Triages new tickets, drafts replies, and routes each one in Slack.

What it does for you

The automation works your inbound queue on the cadence you set. It reads each new ticket, classifies it by topic and urgency, tags it in Zendesk, and drafts a reply in the customer's own context. Anything that needs a human decision is routed to the right person in Slack with a one-line summary of why.

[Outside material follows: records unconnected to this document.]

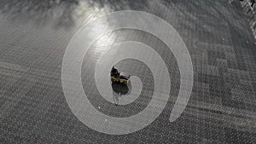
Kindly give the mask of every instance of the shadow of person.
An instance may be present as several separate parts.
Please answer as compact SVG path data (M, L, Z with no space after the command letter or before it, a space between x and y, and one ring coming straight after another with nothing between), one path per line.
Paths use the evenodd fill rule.
M114 104L118 106L119 98L122 95L128 94L129 92L128 85L119 84L119 83L112 83L112 89L113 91L113 98Z

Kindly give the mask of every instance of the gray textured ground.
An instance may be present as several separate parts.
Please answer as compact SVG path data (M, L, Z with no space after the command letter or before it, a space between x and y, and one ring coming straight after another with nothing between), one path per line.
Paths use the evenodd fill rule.
M90 101L105 114L137 113L148 99L115 107L97 95L91 78L102 53L96 48L104 43L143 42L167 56L173 73L172 96L154 122L136 133L110 135L89 129L72 113L61 66L85 20L122 9L152 13L176 28L190 53L195 82L186 110L170 123L179 85L173 55L143 32L120 30L102 37L84 58L82 79ZM2 0L0 12L0 143L255 143L256 44L239 2ZM143 63L127 60L118 66L140 77L144 92L151 94L152 74Z

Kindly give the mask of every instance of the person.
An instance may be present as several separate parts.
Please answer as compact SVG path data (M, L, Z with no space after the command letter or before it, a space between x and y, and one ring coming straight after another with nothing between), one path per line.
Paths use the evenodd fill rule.
M255 3L255 0L251 0L251 7L253 8Z
M116 68L114 68L114 66L113 66L111 70L111 75L113 75L114 77L119 77L120 73Z

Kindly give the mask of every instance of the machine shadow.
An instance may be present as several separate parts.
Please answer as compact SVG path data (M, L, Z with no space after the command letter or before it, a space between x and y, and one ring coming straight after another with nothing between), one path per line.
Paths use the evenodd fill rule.
M111 86L113 89L113 99L116 106L119 105L119 98L122 95L127 95L129 93L130 90L128 84L130 84L130 83L128 83L127 84L112 83Z

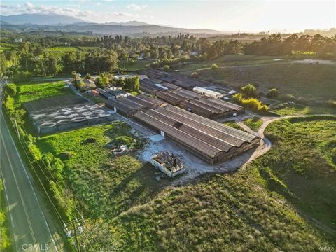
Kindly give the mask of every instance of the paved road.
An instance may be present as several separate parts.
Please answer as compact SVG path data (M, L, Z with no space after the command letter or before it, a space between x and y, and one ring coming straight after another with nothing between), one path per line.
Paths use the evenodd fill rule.
M62 239L56 230L55 225L59 224L50 216L41 192L33 186L34 180L18 154L2 111L0 125L0 167L9 208L14 250L65 251Z

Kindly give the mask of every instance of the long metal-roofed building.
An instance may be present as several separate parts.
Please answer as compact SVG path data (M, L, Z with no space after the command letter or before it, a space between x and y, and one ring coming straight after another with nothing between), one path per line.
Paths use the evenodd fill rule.
M146 83L150 81L147 80ZM153 88L155 88L153 87ZM206 97L186 89L162 89L155 93L157 98L170 104L178 105L190 112L208 118L232 116L244 112L243 107L227 102Z
M97 91L98 91L99 94L102 95L102 97L104 97L104 98L109 99L109 98L111 98L113 97L113 95L105 91L102 88L97 88Z
M126 91L118 89L111 89L110 88L105 88L104 90L112 94L112 97L115 98L125 97L128 94Z
M132 117L136 111L148 108L125 97L108 99L105 102L105 106L127 117Z
M167 105L135 113L134 118L216 164L259 144L258 136Z

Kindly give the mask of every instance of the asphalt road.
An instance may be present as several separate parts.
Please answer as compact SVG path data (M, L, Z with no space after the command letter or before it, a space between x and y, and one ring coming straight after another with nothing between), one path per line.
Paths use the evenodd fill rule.
M23 163L0 112L0 167L15 251L64 251L56 220ZM39 183L36 181L36 183Z

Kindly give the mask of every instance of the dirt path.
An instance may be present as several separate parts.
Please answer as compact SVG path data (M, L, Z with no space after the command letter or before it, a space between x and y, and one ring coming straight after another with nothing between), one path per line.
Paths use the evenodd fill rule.
M257 158L260 155L266 153L272 147L272 142L265 136L264 132L266 127L272 122L275 122L279 120L283 120L286 118L307 118L310 116L330 116L336 118L336 115L332 114L312 114L312 115L283 115L281 117L274 118L274 117L262 117L261 119L264 122L260 126L258 132L255 132L249 128L248 126L244 124L241 121L237 122L237 123L241 126L244 130L246 130L248 133L257 135L259 136L260 140L260 144L257 148L255 151L252 154L248 160L247 160L241 167L241 168L245 167L250 162L253 161Z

You open a queue that is already sorted, the routine replies drafted and the genuine escalations on top.

Why it's safe to hand off

Scoped access

  • Zendesk, read and tag tickets
  • Gmail, draft replies only
  • Slack, post to one channel

How it fails silently

Triage fails in a way that looks like success. The agent reads a terse message, decides it is spam or a duplicate, closes it, and the run goes green while the ticket count drops. But the closed ticket was a real bug from a paying customer, or an at-risk account dropped into the general queue to sit for three days. The wrong call and the right call leave the same trace, a closed ticket, so the queue looks spotless while it quietly leaks the cases that matter most.

What the overseer catches

On each run, the overseer reads every ticket back against what the agent did with it and asks whether the two actually match. A message describing a clear bug that got closed as spam, or an angry enterprise customer dropped into the general queue, is exactly the mismatch it catches, raising that ticket for you instead of letting it pass as one more cleared item.

What still reaches you

The routine tickets are handled without you. Password resets, how-to questions, and clear duplicates get a drafted reply and the right tag, and you never see them unless you go looking.

What reaches you is the judgment: the suspected bug, the account showing churn signals, the refund that sits outside policy. Those land in Slack with the context already gathered, so the only thing left for you is the decision. You stay in the loop on the calls that need a human, and out of the loop on the ones that do not.